A week-and-a-bit ago I received the table of contents for SPPS in my inbox (gotta love the smell of research in the morning), and on the list was this study by Will Gervais, Jennifer Jewell, Maxine Najle, and Ben Ng. I read it a while ago, and liked it so much that I presented it to the weekly “journal club” at uni. I also meant to blog about it right away, but clearly needed this additional nudge to actually make it happen!
Gervais gives a full outline of the study on his blog, so I will just summarize in very brief: the main finding was that social psychologists making a hypothetical hiring decision preferred a job candidate with a history of being less productive but having higher powered studies…when the (negative) consequences of low-powered vs. high-powered research were made salient to them.
Judging from the reactions of the more experienced researchers at our journal club, job candidates are so rarely evaluated in the explicit terms set up in the study, that directly translating from this hypothetical set-up to any particular intervention in “the real world”, might be too much of a leap. (Not that I think that’s what Gervais and colleagues were aiming for, anyway.) What most of us did agree on though, was that seeing the consequences of low-powered research quantified like that was, well, powerful.

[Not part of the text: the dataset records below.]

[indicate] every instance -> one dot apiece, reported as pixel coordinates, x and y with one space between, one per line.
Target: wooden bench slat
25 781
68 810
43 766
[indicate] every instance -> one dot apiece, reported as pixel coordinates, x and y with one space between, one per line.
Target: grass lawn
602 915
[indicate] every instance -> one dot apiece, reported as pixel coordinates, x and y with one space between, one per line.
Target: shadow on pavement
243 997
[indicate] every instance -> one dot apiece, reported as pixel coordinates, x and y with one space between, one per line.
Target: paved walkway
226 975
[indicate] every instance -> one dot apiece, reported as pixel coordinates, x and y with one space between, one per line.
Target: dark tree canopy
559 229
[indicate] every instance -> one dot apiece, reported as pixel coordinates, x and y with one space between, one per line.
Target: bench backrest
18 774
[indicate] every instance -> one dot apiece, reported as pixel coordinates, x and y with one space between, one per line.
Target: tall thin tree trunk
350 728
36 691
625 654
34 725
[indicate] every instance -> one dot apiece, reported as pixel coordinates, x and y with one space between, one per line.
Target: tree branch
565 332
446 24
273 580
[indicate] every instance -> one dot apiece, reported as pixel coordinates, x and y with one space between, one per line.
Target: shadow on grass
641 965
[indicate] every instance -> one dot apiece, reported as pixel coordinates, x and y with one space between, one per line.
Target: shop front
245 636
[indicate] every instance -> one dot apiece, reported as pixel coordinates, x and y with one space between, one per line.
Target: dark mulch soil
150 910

When I was first introduced to the idea of power (statistically speaking), it was as an explanation for null-effects – “maybe we didn’t have enough power to detect that effect; it’s hard to interpret this null effect, given the small sample size”. This in turn meant that the bad consequence I associated with low power, was “merely” an increased chance of Type II Errors. I know some argue that we should be just as concerned about false negatives (incorrectly failing to reject the null hypothesis) as false positives (incorrectly rejecting the null hypothesis), but for whatever reason I have always had a much stronger reaction to the possibility of the latter; that is, Type I Errors.

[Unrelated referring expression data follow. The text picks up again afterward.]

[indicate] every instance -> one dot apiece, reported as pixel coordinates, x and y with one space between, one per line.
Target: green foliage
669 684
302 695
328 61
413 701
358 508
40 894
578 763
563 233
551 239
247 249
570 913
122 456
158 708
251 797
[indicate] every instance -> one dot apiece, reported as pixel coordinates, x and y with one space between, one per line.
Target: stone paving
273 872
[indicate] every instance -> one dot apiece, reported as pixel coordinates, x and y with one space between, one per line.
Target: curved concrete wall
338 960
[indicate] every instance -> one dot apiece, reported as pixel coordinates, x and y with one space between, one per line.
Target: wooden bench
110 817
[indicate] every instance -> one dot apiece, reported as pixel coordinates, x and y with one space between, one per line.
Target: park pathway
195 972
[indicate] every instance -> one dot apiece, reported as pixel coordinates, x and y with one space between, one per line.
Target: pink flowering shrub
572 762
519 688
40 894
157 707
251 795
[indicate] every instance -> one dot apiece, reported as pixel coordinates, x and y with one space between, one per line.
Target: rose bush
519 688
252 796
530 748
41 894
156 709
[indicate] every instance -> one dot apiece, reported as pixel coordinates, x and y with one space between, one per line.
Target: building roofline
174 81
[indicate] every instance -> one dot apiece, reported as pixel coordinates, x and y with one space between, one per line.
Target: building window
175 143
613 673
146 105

What I think is really clever about the Gervais and colleagues study, is that their formulas and accompanying graph (try it out for yourself!) tie the two types of error together, so they can be considered in relation to each other. (As they “should”, at least for some value of “should”). So, when determining the sample size for my most recent study, I had a play around with the graph, and various power calculators – aiming to set my sample size based on much more thorough calculations than I have in the past. Which brings me to the second thing I appreciate about the study – the discussion of the costs of high powered research. In determining the sample size for my study, I was under very real restraints in terms of resources, which ultimately boiled down to – for me – do I recruit an additional 100 participants, or do I attend the next major conference in my field (SPSP)?

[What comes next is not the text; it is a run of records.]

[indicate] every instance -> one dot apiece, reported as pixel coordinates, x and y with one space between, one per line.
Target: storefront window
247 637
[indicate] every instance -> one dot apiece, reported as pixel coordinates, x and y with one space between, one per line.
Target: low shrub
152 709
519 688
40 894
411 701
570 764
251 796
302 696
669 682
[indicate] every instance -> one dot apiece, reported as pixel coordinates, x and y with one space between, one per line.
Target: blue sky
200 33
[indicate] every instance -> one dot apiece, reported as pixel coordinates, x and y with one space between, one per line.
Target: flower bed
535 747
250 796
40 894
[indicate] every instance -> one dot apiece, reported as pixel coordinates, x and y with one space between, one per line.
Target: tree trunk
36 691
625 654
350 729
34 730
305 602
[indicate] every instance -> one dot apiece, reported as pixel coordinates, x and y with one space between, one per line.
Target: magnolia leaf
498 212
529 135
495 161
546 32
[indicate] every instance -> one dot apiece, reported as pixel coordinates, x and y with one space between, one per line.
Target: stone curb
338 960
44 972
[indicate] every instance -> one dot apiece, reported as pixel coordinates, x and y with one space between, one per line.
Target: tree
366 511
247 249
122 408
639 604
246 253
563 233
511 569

Now. There would have been other ways to free up funds. I could have paid participants less. I could have abstained from coffee for a month. I could have cancelled my gym membership. But, for whatever reason, the trade-off I found myself making was between sample size and spending money on a conference. In the end I compromised, and recruited not quite as many participants as I would have in an ideal world (sigh), but still enough to have 80% power to detect an effect as small as Cohen’s d = 0.2. The main effect I was looking for has in my previous research been medium to quite large – d‘s from 0.4 to 1.6 – but I was in this study introducing a new manipulation that I have not previously used. So, we’ll see. Maybe I’ll have to fall back on the ol’ “it’s hard to interpret this null effect”…